Some compressors have offered auto-makeup for decades, with varying success. Results may still need refinement with the channel fader.

Mistake 7 - Not Knowing The Compressor’s Limitations

Some things have very little dynamic range such as certain synth sounds or heavily overdriven guitars. Attempting to compress sounds such as these will achieve little, and knowing what the comp is actually for will avoid this. Certainly the compressor cannot be used to design the envelope of an already flatlined sound.
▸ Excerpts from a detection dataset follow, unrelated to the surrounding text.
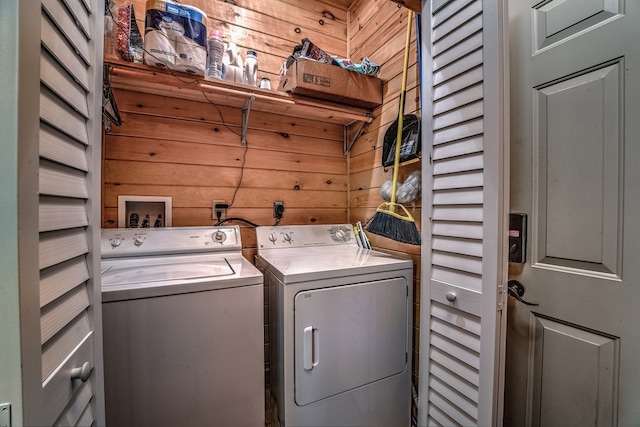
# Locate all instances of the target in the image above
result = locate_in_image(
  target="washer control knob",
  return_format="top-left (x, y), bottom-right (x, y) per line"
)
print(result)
top-left (211, 231), bottom-right (227, 243)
Different compressor designs can be more suitable than others in a given role. Expecting that vintage opto-comp to catch drum transients will be less successful than using a modern VCA design. Compression that approaches technical perfection might not inject the charm or gloopiness of that obscure diode bridge comp that you’ve been meaning to try. Sometimes a tool’s limitations on one thing will make it a better choice for something else. Choosing a model after listening to candidates will avoid arbitrary choices that might not suit the mix.

Going back to fader rides, many compressors can behave unpredictably when presented with overly dynamic audio. Riding levels manually into the comp is a classic technique that is easily set up in the DAW; indeed automated moves into compression could provide the most transparent results. An alternative can be to set up two comps in series to avoid overshoots into a single one. The first can play ‘punchbag’ with higher threshold and ratio to absorb the biggest hits, with a second there to provide the main layer of refinement.

Final Glue?

As with any process, one of the biggest mistakes an audio engineer can make is not properly listening to the audio they're compressing. While the rich visual feedback from some tools can be useful, it cannot do the listening for the engineer (yet)! Zooming out and concentrating on factors such as when to compress and how to deploy it as simply as possible will free up time and headspace that can be used elsewhere. Certainly, the listener is not going to hear many of the differences in approach that engineers deliberate over. Although one good question for engineers to ask themselves is how to compress, the answer means nothing without the “Why?” that comes before it.

Luckily all that is needed is a pair of ears and tools that almost any engineer has access to.